CPU core is busy while GPU runs its kernel

Hi
I’m trying to run my CPU and GPU in parallel. I have a compute-intensive GPU kernel and I want the CPU to do other computations while waiting for the GPU results. My code has several CPU threads, one is calling the GPU kernel, and the rest have their own compute-intentive tasks that run on the CPU itself. I use CUDA call cudaSetDeviceFlags() and expected it to yield the CPU thread that invokes the CUDA kernel while the kernel is running, so that the CPU-core will be available for other threads. In practice, no matter what parameter I give cudaSetDeviceFlags(), the thread does not yield. Any ideas?

I’m attaching part of my code and a screen shot from Nsight that shows the CPU thread running and not yield.

cudaSetDeviceFlags(cudaDeviceScheduleBlockingSync); // I tried cudaDeviceScheduleSpin, cudaDeviceScheduleYield, cudaDeviceScheduleBlockingSync, cudaDeviceScheduleAuto. All give the same results.

cudaStatus = cudaDeviceSynchronize();
bp_2xrts_kernel<<<blocks, threads>>>(outBuffer, inBuffer);
cudaStatus = cudaDeviceSynchronize();

cudaDeviceSynchronize() blocks the CPU thread until all GPU tasks are completed. If you want to do computations on this CPU thread you should remove it and put your code there.

Hi hadschi,
I realize cudaDeviceSynchronize() should block the CPU thread, and this is exactly what I would like to happen. I would like the CPU thread to be blocked and scheduled out of the CPU by the operating system, so that other processes and other thread could run on my CPU while this thread is blocked.

The image I attached above shows that my thread takes 88.6% of the CPU. The timeline shows it as a green bar (symboling ‘running’ threads) and I expected it to be a brown bar (symboling threads that are ‘waiting’).

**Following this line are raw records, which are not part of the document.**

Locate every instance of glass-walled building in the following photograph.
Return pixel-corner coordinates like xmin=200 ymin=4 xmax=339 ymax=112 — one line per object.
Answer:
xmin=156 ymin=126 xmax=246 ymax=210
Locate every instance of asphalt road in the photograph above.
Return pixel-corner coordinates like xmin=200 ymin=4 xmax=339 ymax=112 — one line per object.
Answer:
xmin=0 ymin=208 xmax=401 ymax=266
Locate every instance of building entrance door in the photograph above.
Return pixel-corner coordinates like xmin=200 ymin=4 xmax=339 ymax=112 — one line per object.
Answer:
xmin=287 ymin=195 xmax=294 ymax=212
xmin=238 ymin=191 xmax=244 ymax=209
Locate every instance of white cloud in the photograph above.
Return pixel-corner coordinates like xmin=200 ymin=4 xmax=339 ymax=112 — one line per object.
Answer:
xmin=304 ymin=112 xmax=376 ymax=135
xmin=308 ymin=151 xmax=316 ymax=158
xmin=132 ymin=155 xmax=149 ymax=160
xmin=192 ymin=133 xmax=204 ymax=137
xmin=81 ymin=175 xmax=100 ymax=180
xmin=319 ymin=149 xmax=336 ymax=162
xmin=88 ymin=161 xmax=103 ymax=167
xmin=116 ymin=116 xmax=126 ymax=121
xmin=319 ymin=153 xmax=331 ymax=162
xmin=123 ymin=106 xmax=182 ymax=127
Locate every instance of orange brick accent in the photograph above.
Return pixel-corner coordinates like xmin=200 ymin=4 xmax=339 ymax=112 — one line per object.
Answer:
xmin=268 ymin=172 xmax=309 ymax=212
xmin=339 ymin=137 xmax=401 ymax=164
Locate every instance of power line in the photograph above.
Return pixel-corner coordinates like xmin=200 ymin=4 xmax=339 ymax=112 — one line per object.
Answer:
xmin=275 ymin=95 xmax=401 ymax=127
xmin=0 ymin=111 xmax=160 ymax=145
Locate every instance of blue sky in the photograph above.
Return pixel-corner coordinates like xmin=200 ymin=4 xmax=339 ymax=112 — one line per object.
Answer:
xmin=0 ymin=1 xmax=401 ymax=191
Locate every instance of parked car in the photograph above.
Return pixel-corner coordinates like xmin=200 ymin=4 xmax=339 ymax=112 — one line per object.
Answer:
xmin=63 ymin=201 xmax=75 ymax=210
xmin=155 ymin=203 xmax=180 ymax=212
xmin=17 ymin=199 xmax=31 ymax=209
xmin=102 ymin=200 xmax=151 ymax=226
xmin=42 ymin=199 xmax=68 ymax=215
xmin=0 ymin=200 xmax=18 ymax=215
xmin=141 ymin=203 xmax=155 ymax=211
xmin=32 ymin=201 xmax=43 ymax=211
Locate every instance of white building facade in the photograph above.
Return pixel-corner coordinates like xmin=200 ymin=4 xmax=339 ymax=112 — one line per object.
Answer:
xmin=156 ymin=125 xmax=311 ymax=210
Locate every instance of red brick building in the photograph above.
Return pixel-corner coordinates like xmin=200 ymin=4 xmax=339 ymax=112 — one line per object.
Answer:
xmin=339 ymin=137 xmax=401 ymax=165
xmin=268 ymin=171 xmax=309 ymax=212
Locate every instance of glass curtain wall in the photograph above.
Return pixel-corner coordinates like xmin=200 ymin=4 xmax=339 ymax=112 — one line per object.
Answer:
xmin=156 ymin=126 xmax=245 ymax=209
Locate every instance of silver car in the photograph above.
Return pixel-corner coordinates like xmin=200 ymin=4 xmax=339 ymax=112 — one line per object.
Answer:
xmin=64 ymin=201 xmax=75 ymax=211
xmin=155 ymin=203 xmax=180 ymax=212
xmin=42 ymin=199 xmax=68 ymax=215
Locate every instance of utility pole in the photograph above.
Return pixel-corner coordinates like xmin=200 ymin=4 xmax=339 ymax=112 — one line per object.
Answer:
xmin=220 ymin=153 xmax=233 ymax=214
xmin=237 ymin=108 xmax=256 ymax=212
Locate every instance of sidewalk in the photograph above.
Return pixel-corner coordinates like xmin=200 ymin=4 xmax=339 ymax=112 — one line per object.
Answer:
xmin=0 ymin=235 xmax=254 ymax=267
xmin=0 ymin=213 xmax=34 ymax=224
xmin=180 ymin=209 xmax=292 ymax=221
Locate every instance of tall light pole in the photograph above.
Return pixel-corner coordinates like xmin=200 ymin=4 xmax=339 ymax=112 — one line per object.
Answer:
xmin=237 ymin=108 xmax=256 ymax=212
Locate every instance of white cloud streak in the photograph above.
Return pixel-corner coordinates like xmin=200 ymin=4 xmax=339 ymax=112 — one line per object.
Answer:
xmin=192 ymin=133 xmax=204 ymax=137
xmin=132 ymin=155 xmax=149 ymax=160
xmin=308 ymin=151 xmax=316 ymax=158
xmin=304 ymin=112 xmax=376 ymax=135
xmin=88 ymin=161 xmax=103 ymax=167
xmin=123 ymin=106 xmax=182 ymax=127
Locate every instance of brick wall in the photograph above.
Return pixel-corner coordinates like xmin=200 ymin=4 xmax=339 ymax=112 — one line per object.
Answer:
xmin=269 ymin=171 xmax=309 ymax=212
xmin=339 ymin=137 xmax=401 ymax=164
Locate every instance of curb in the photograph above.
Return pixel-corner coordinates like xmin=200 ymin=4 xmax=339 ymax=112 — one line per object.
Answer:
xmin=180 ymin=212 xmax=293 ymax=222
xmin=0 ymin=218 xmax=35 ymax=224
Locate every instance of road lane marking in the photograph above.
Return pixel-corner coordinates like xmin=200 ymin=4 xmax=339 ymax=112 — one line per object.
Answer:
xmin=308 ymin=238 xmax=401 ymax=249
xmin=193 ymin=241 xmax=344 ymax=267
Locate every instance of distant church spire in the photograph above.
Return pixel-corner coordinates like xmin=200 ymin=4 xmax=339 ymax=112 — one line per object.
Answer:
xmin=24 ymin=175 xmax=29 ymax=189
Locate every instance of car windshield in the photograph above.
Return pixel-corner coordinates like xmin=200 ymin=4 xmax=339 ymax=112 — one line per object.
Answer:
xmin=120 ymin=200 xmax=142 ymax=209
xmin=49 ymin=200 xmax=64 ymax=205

You suggest to put my code instead of the “cudaDeviceSynchronize()”. This is probably not possible since that code may just as well be a different application that runs in a different process.

Ah, now I understand your problem. I’ll check if I see the same on my system.

cudaSetDeviceFlags(cudaDeviceScheduleYield);

I agree with NadavSeg that the CPU is busy even with

cudaSetDeviceFlags(cudaDeviceScheduleYield);

I did the following:
On linux, I ran a simple openmp application using all CPUs. If I now start an additional CUDA application it fully uses 1 CPU core.

(In NVVP the timeline shows a brown bar but I could not find a hint in the docs that this indicates waiting. Is your image from the Visual Studio Profiler?)

Hi SPWorley,
I tried all possible options for cudaSetDeviceFlags() and they all give the same results. It seems this function has no effect at all…

Hadschi118,
I’m using Nvidia Nsight on Microsoft Visual Studio and running on Windows7. The image I attached above is a screen shot from ‘timeline’ view in Nsight. This can not be seen in the image, but hovering with the mouse on the green and brown bars opens a pop-up with more details, including thread state such as ‘running’, ‘ready’, ‘waiting’.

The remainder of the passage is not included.